As per WHO relative size (B/total number of deliveries × 100) of group 1 and 2 combined should represent 35–42% of obstetric population. In our study the relative size of group 1 and 2 combined was 32.04%. This contribution is less than WHO expectation as most of our population included multiparous women [3]. Relative size of group 3 and 4 combined usually represents about 30% of women but in our study we found relative size of group 3 and 4 combined is 28.88%. The reason for reduced size of groups 3 and 4 could be that the size of group 5 (repeat CS) is very high [3]. Increase in number of patients in group 5 contributes to overall high CS rate.

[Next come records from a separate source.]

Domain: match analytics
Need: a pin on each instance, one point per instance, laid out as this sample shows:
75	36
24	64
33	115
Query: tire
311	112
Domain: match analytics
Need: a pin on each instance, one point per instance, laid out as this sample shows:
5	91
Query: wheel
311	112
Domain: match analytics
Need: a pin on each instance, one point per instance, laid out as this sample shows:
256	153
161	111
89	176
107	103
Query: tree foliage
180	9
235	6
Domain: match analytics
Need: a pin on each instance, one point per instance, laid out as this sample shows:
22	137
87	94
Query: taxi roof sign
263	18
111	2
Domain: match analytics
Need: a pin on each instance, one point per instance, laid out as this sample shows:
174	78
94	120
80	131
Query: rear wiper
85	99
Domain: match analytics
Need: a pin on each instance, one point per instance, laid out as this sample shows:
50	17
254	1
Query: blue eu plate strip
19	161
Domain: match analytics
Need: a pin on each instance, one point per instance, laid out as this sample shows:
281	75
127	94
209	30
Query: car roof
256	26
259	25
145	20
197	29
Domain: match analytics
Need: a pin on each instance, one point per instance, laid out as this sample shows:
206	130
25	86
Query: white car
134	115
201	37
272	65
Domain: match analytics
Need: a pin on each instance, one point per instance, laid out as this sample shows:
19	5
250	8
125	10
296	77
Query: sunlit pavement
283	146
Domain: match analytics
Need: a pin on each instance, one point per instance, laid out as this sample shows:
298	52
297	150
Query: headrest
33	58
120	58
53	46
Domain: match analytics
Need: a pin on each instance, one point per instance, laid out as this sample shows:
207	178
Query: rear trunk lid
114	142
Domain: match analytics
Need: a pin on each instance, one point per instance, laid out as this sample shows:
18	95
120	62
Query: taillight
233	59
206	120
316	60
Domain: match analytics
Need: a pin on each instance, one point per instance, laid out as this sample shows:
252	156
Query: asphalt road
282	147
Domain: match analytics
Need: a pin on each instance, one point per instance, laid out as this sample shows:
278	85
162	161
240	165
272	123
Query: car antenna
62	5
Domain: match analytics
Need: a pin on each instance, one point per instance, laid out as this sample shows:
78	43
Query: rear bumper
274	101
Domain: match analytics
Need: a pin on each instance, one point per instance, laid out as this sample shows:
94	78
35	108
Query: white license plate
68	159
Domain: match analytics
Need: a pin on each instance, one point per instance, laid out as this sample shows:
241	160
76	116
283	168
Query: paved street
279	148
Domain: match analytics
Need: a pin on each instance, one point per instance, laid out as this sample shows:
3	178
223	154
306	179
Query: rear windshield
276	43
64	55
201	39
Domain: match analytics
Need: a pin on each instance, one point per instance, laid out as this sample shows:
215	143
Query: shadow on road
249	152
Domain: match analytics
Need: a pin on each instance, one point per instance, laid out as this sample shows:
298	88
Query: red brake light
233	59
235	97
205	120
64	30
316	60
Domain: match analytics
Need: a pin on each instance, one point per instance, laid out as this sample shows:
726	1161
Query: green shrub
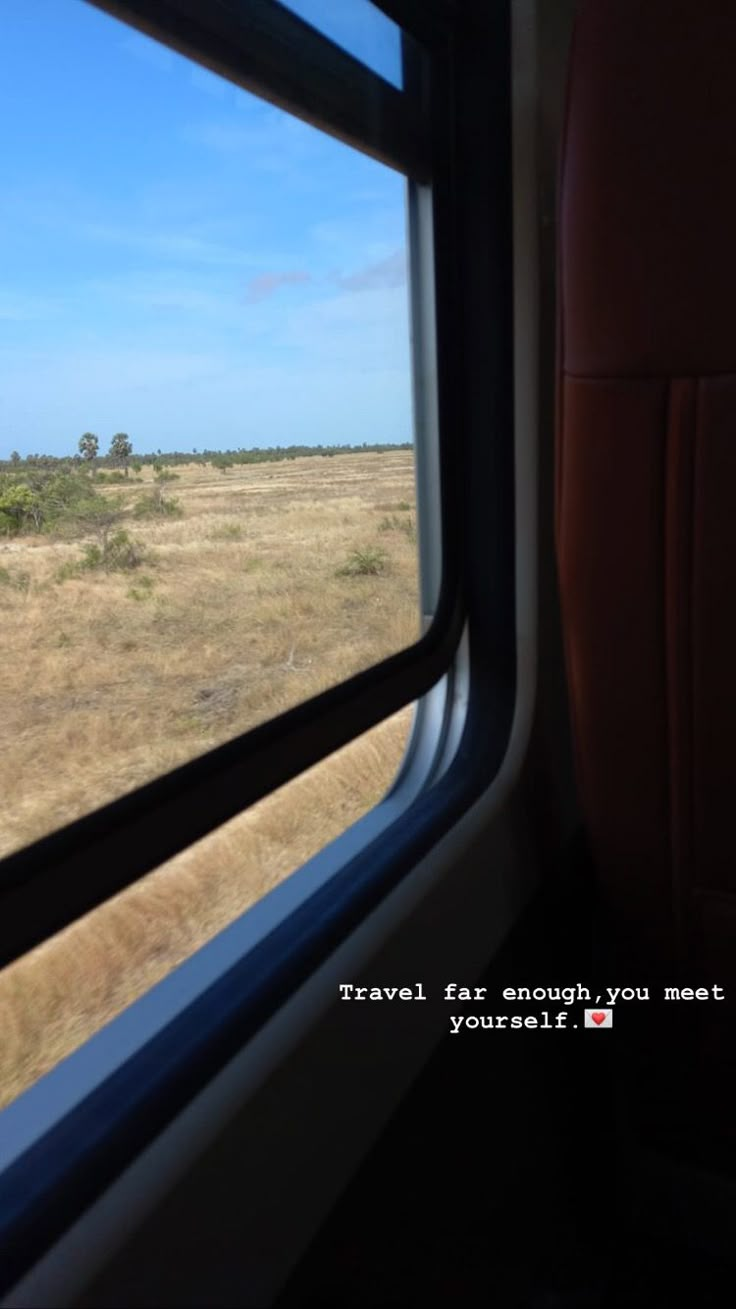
15	579
368	562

Main reason behind rising rates of CS among group 1, 2, 3 and 4 are fetal distress which is one of the most common indication of CS [5, 6, 13]. Studies have shown that increasing number of unnecessary CS are carried out on the basis of non-reassuring fetal heart rate detected by continuous electronic fetal heart monitoring. Many cases of fetal hypoxia and acidosis are predicted on the basis of continuous electronic fetal monitoring [2, 6]. In low risk pregnancies intermittent auscultation with electronic fetal Doppler as opposed to continuous electronic fetal monitoring may be done. It is important to correctly identify cases of fetal distress requiring prompt delivery.

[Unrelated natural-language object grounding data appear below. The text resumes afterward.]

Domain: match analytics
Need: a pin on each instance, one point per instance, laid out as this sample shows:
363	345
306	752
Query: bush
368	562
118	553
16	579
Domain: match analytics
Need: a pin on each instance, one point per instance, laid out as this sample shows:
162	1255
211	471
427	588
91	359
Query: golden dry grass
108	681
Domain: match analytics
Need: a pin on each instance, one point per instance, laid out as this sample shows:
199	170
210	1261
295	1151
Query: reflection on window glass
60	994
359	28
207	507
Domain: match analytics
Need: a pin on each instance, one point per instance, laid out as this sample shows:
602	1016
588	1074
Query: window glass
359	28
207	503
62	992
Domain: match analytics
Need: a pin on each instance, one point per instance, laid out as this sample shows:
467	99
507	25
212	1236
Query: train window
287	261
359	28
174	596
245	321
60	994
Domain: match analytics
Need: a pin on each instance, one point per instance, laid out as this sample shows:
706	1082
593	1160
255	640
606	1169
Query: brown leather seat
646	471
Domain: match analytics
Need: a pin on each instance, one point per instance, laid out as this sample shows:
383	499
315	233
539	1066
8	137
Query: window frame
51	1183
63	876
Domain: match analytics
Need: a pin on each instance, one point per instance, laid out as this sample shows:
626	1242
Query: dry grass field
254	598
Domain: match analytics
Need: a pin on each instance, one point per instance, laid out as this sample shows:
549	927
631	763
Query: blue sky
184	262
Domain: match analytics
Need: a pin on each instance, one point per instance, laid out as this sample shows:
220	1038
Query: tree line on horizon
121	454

WHO recommends that relative size of groups 6 and 7 which included women with breech presentation should be 3–4%. In our study we found out it to be 4.81%. We should reduce CS in this group by doing external cephalic version in women with breech presentation eligible for this procedure. Vaginal breech delivery can be conducted in suitable women with the help of Z score assessment. Similar rates of CS among breech presentation are also found in study done by A. Yerra et al. and M. Patel et al. [14, 15]. As per WHO, relative size of Group 8 should be 1.5–2% but in our study, we found it to be 2.87%, this higher rate is explained by the fact that our hospital is a tertiary care center where patients with high risk pregnancy (including women with multiple pregnancy) get registered for antenatal care. Moreover, patients requiring LSCS are referred from peripheral center’s due to lack of adequate facilities for LSCS and NICU at these centers. As per WHO implementation manual relative size of group 9 (women with transverse lie or oblique lie) should be less than 1%. In our study group 9 contributed to 0.64% CS. Robson group 10 included all women with single cephalic pregnancy who underwent a CS before term gestation (< 37 weeks). In our study group 10 stood at 3rd position for CS. Fetal distress was the primary cause of rising CS in this group. Early delivery in preterm babies may be required if fetus is at risk of hypoxia leading to fetal distress due to high risk maternal and fetal factors [14]. Fear of scar rupture was the primary reason for repeat caesarean deliveries and rising CS rates.